Que va-t-il se passer dans les jours à venir ? Règlement des comptes ? Vengeance des vainqueurs ? Entente cordiale pour désamorcer la bombe ? Fatou Diendéré savoure sa victoire des élections municipales du 23 avril 2006 avec beaucoup de zèle. Les autres partis de l’opposition analysent leur défaite.

La touche du milliardaire Kanazoé

Le plus difficile pour les perdants et les gagnants est la solution du comment travailler en parfaite intelligence après une bataille électorale sans merci. Dans la commune urbaine de Yako, on a eu un duel de deux co-épouses pour le même mari, le président du faso, Blaise Compaoré : le Congrès pour la démocratie et le progrès et le Réveil démocratique des masses. Tous pour la mise en œuvre du « progrès continu pour une société d’espérance » Mais à chacun son Blaise Compaoré. Douze partis politiques vont à l’assaut du siège de Kouka Nanéma, le maire sortant. La compétition se résume à un duel entre le Congrès pour la démocratie et le progrès (CDP) et son principal challenger le Réveil démocratique des masses (RDM). Le verdict des urnes montre une neutralisation des deux grandes forces en présence dans la ville de Yako.

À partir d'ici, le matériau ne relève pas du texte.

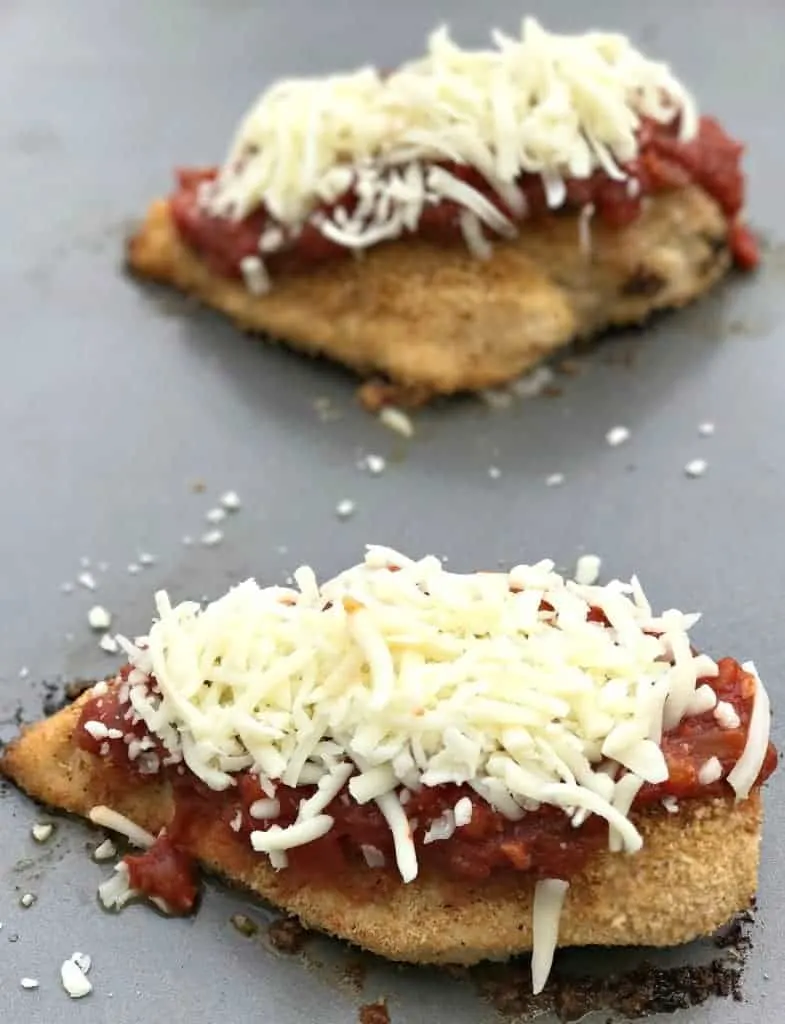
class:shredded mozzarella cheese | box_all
[208,19,697,268]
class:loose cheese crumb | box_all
[201,529,224,547]
[206,507,227,524]
[99,633,119,654]
[87,605,112,631]
[60,956,92,999]
[336,499,356,519]
[574,554,601,586]
[685,458,708,478]
[20,893,36,908]
[209,19,696,270]
[77,571,97,591]
[20,978,39,990]
[31,822,54,843]
[379,407,414,438]
[221,490,242,511]
[545,472,564,487]
[698,421,716,437]
[92,838,117,862]
[605,425,630,447]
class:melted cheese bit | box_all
[208,19,697,265]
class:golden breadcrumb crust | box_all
[1,692,761,964]
[127,186,731,399]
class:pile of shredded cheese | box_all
[204,17,698,279]
[103,545,769,993]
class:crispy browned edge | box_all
[1,691,761,964]
[126,185,731,399]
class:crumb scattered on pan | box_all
[20,977,39,990]
[138,551,156,567]
[19,666,29,680]
[92,838,117,862]
[60,582,74,594]
[574,554,601,586]
[87,605,112,631]
[341,958,367,994]
[358,998,390,1024]
[685,458,708,478]
[361,454,386,475]
[77,571,97,591]
[267,916,309,954]
[201,529,224,547]
[19,893,36,908]
[605,425,631,447]
[220,490,242,511]
[488,465,501,479]
[127,562,141,574]
[357,379,430,412]
[31,822,54,843]
[206,507,227,524]
[99,634,119,655]
[191,479,206,493]
[230,913,259,938]
[379,407,414,438]
[60,952,92,999]
[699,421,716,437]
[546,472,565,487]
[336,499,356,519]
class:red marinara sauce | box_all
[169,115,759,279]
[76,655,776,906]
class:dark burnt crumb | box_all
[358,998,390,1024]
[556,358,583,376]
[230,913,259,938]
[542,384,564,398]
[472,913,754,1022]
[268,915,309,954]
[41,678,92,717]
[191,479,207,493]
[714,908,754,953]
[342,958,367,994]
[619,266,666,298]
[356,377,431,412]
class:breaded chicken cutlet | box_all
[127,19,758,404]
[2,546,776,994]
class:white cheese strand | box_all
[727,661,771,800]
[531,879,569,995]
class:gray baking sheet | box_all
[1,1,783,1021]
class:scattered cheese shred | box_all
[88,806,155,849]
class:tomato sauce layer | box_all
[76,656,776,910]
[169,115,758,279]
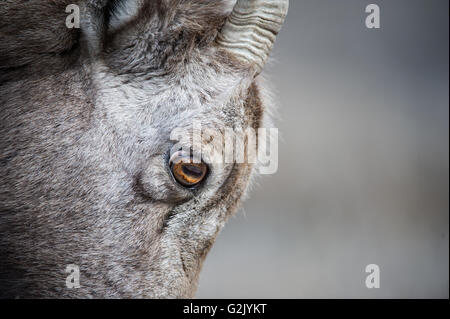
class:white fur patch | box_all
[108,0,144,31]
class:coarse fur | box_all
[0,0,274,298]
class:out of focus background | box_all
[197,0,449,298]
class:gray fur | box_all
[0,0,273,298]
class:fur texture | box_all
[0,0,271,298]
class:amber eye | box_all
[169,152,208,187]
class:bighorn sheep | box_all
[0,0,288,298]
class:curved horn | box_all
[216,0,289,74]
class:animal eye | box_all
[169,152,208,188]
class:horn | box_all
[216,0,289,75]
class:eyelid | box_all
[169,150,186,165]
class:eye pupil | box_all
[181,164,203,178]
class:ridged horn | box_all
[216,0,289,74]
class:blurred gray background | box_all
[197,0,449,298]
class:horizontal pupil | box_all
[181,164,204,178]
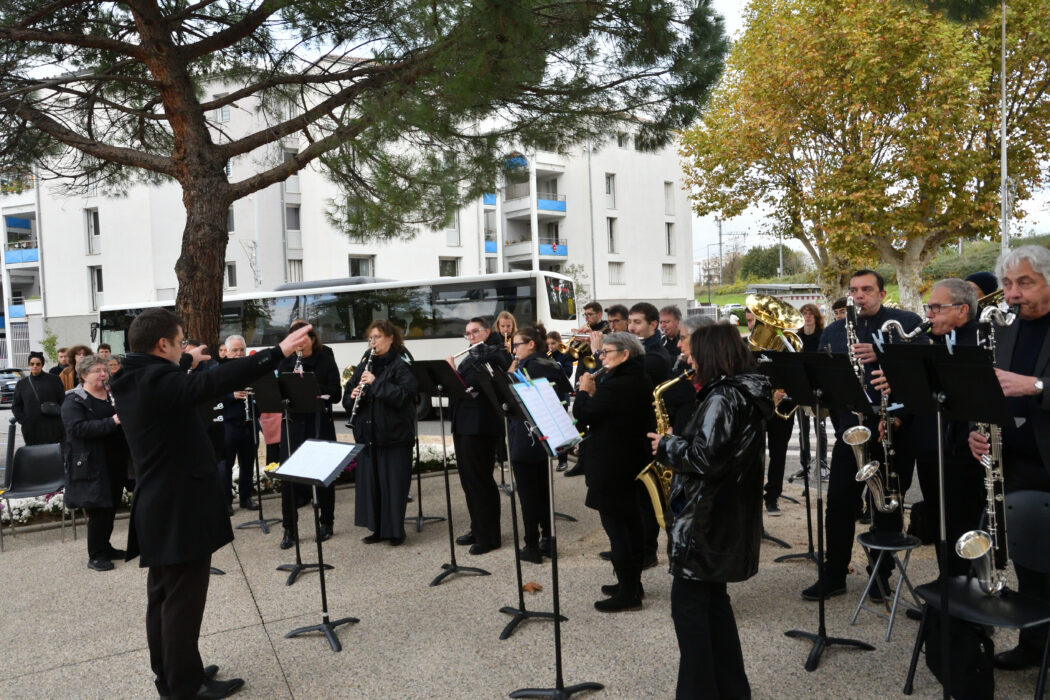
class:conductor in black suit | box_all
[110,308,312,700]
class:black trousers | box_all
[914,452,985,577]
[85,507,117,560]
[147,555,212,698]
[764,414,793,507]
[798,411,827,473]
[512,458,550,547]
[824,413,905,580]
[281,482,335,531]
[223,423,257,505]
[598,493,643,591]
[640,482,659,561]
[672,577,751,700]
[453,433,501,548]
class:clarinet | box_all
[346,347,375,430]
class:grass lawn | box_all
[695,284,902,307]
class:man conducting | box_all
[111,308,311,699]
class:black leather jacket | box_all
[657,372,773,583]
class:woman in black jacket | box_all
[507,324,568,563]
[13,351,65,445]
[278,321,342,548]
[344,320,418,546]
[650,323,773,700]
[572,331,654,611]
[61,354,130,572]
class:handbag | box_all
[923,611,995,700]
[26,377,62,416]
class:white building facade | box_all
[1,112,693,363]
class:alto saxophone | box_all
[956,304,1017,596]
[636,368,694,531]
[843,296,887,509]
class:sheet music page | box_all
[510,380,580,454]
[275,439,359,486]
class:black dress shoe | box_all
[203,665,219,681]
[87,558,114,572]
[600,582,646,599]
[905,607,924,622]
[801,577,847,601]
[994,645,1041,671]
[196,677,245,699]
[362,533,385,544]
[642,555,659,570]
[538,537,552,557]
[226,505,234,517]
[279,529,295,550]
[599,550,612,561]
[104,546,126,560]
[316,524,333,543]
[388,536,406,547]
[469,542,500,555]
[519,546,543,564]
[239,499,259,510]
[563,463,585,477]
[556,461,568,472]
[594,590,643,612]
[455,532,476,546]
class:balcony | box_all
[0,174,34,196]
[502,185,568,220]
[8,304,25,319]
[5,248,39,265]
[503,237,568,261]
[483,193,497,206]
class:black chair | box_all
[0,443,69,552]
[903,490,1050,699]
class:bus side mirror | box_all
[90,322,99,343]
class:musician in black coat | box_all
[221,335,259,511]
[446,316,511,555]
[345,320,418,546]
[109,308,311,699]
[507,324,569,563]
[277,321,343,548]
[545,331,574,471]
[969,245,1050,670]
[13,351,65,444]
[573,332,655,612]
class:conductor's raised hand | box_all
[279,324,313,357]
[187,344,210,369]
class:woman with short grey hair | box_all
[600,331,644,360]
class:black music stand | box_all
[756,351,818,566]
[274,372,330,586]
[476,363,566,640]
[403,363,446,533]
[236,373,283,534]
[880,343,1008,700]
[785,352,876,672]
[274,439,364,652]
[503,377,602,699]
[414,360,491,586]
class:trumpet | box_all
[566,334,598,370]
[452,341,485,360]
[547,342,569,358]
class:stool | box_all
[849,531,922,641]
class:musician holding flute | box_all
[446,317,511,555]
[968,245,1050,671]
[344,320,418,546]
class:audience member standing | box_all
[13,351,65,444]
[50,347,68,376]
[60,344,91,390]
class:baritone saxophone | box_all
[636,368,694,531]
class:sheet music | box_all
[274,439,360,486]
[510,380,580,455]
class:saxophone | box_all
[636,368,694,531]
[842,296,885,507]
[955,304,1017,596]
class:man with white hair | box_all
[222,335,259,511]
[969,244,1050,671]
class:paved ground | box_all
[0,426,1041,699]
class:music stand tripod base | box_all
[407,512,446,533]
[429,561,490,587]
[509,682,605,699]
[499,607,567,641]
[784,629,874,673]
[285,615,359,653]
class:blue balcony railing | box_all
[539,237,567,256]
[484,240,497,254]
[8,304,25,319]
[537,193,566,213]
[5,248,39,264]
[483,193,496,206]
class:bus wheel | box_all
[415,392,432,421]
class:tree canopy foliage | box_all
[680,0,1050,308]
[738,244,802,281]
[0,0,728,344]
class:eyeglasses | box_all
[179,340,189,347]
[601,348,621,355]
[923,303,962,314]
[463,329,484,338]
[512,341,528,348]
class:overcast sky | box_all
[690,0,1050,268]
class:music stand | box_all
[879,343,1008,700]
[414,360,491,586]
[785,352,876,672]
[236,373,282,534]
[274,439,364,652]
[756,351,818,566]
[403,364,446,533]
[476,363,566,640]
[504,377,602,699]
[274,372,329,586]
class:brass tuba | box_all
[636,369,694,531]
[745,294,803,419]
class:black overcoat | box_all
[343,351,418,447]
[61,386,129,508]
[12,372,66,444]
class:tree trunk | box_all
[174,180,232,354]
[896,251,925,313]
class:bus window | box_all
[431,280,535,336]
[306,293,354,343]
[219,301,244,345]
[544,276,575,320]
[243,295,301,347]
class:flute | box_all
[452,341,485,359]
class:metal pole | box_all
[717,216,723,286]
[1000,1,1009,254]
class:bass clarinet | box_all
[346,347,375,430]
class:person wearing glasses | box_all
[13,351,65,445]
[277,321,343,549]
[345,320,418,546]
[573,331,654,611]
[445,317,511,555]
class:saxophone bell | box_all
[956,530,1005,596]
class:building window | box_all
[286,205,302,248]
[664,181,675,215]
[617,132,629,148]
[439,257,460,277]
[348,255,374,277]
[85,208,101,254]
[662,263,677,285]
[227,207,235,234]
[607,217,617,254]
[224,262,237,290]
[284,149,300,194]
[89,265,103,311]
[609,261,625,285]
[214,93,230,123]
[604,173,616,209]
[485,257,498,274]
[445,210,460,247]
[287,259,303,283]
[665,223,675,256]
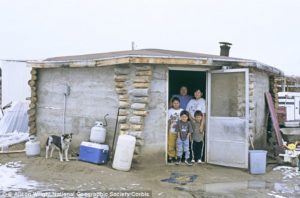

Le RDM a eu un léger ascendant en matière de suffrages exprimés. Mais l’attribution des sièges à la plus forte moyenne donne sept conseillers municipaux à chacune des deux formations politiques. Cette égalité s’analyse sous deux prismes. Dans la nouvelle organisation des collectivités territoriales, la commune urbaine de Yako se compose des sept secteurs de la ville et de quarante villages. Cette configuration territoriale fausse les pronostics. Annoncé comme probable vainqueur dans la commune urbaine, le Réveil démocratique des masses de Eugène Diendéré réalise un score appréciable en milieu citadin.

Le Congrès pour la démocratie et le progrès piloté par le superviseur de Fatou Diendéré, contraint au nul dans la ville de Yako, prend de l’avance sur son rival dans les villages. La victoire du parti au pouvoir est à mettre en partie sur l’action du richissime homme d’affaire Oumarou Kanazoé. Il met à la disposition de la direction de la campagne des moyens financiers conséquents. Mobilisation des cars de la ville, distribution des vivres dans les villages, promesse de démarrage des travaux ont changé les intentions de vote des populations villageoises.

La vérité des urnes donne 58 sièges au CDP et 36 au RDM. La position de la chefferie traditionnelle durant la campagne électorale a exacerbé les luttes pour la conquête des communes. Deux garants de la tradition ont connu la même fortune : l’échec. Sa majesté Naaba Sigri a longtemps entretenu un mythe autour de son appartenance politique. Lors des cérémonies coutumières d’avant les municipales, les leaders de la localité ne manquaient pas le rendez-vous. Chaque parti politique comptait sur la bénédiction de sa majesté.

Ce capital de sympathie s’est volatilisé durant la campagne municipale. Sa majesté Naaba Sigri s’affiche comme un militant du Réveil démocratique des masses (RDM). Il pose un acte mémorable. Le jour du lancement de campagne du parti au pouvoir (2 avril 2006), il convoque les chefs de cantons à son domicile. Selon un politicien très proche du chef, « la réunion avait pour but de dire aux chefs coutumiers qu’il soutenait le RDM ». On parle de tentative de sabotage de l’ouverture de la campagne du CDP dans le Passoré.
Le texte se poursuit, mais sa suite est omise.